The two front runners came through the fourth and final turn dead even on the last lap, but Leas got back into shape quicker to make the charge past the checkered flag first with Adamson mere feet behind him.

He had a record time in the match race, winning in 2 minutes and 46.5 seconds, eclipsing the old mark of 2 minutes and 47.4 seconds.

“My car was working real good,” Leas said from victory lane. “I’d like to do this again this Saturday (the series’ finale).”

Jan Opperman won the first heat while Bobby Adamson won the second heat after starting dead last. Dick Sutcliffe was the third heat winner and Jerry Blundy won the consolation.

Jerry Blundy, the “Mr.

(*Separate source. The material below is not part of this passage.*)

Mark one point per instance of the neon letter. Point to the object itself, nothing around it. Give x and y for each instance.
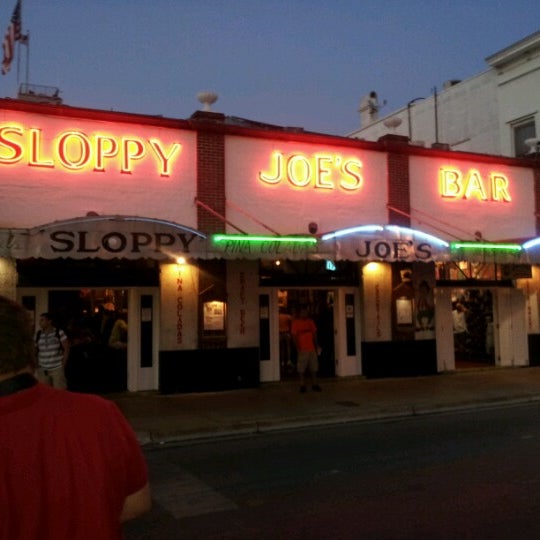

Steady” of the IMCA sprint car circuit, would win the 50-lap finale on Saturday, February 14, as the Winternational Sprints came to a close.

But just barely…

On the 50th and final lap, Bobby Adamson closed up on Blundy and almost caught him as Johnny Hicks dropped the checkered flag. Adamson winner of the series’ opener and “Mr. Consistent” himself through the five programs, was overall points leader at the end and received his giant trophy as the Winternational Sprints champion.

Blundy a rim rider to the end, ran out of cushion on the piled clay at the top of the track, and it was almost his undoing.

“It was getting awful thin,” he said. “But I could have run faster on the inside. My tires were set up to the run the pole, but my crew kept giving me the signal that I had a big lead.”

And that he did until the final two circuits, when Adamson came out of nowhere to make his charge at the leader.

But Blundy heard Adamson coming and planted his foot down hard on the gas pedal coming down the front stretch to shake off the challenge.

Blundy was presented his trophy by visiting Andy Granatelli, and in repeat of the scene when his own driver, Mario Andretti, won the Indy 500 last May, planted a kiss on the cheek of Blundy much to the delight of the crowd.

Blundy led all but four laps, giving him $460 in lap money plus the $1,000 first prize.

Eddie Leavitt, Bill Cassella, and Ray Lee Goodwin of Kansas City were heat winners. Jerry Richert won the match race and Bobby Allen of Miami won the consolation.

Sunday afternoon’s crowd was 8,900, by far the largest closing crowd ever in Florida State Fair history. For the five days of racing, in spite of two cold days, attendance hit 32,070, one of the largest draws ever.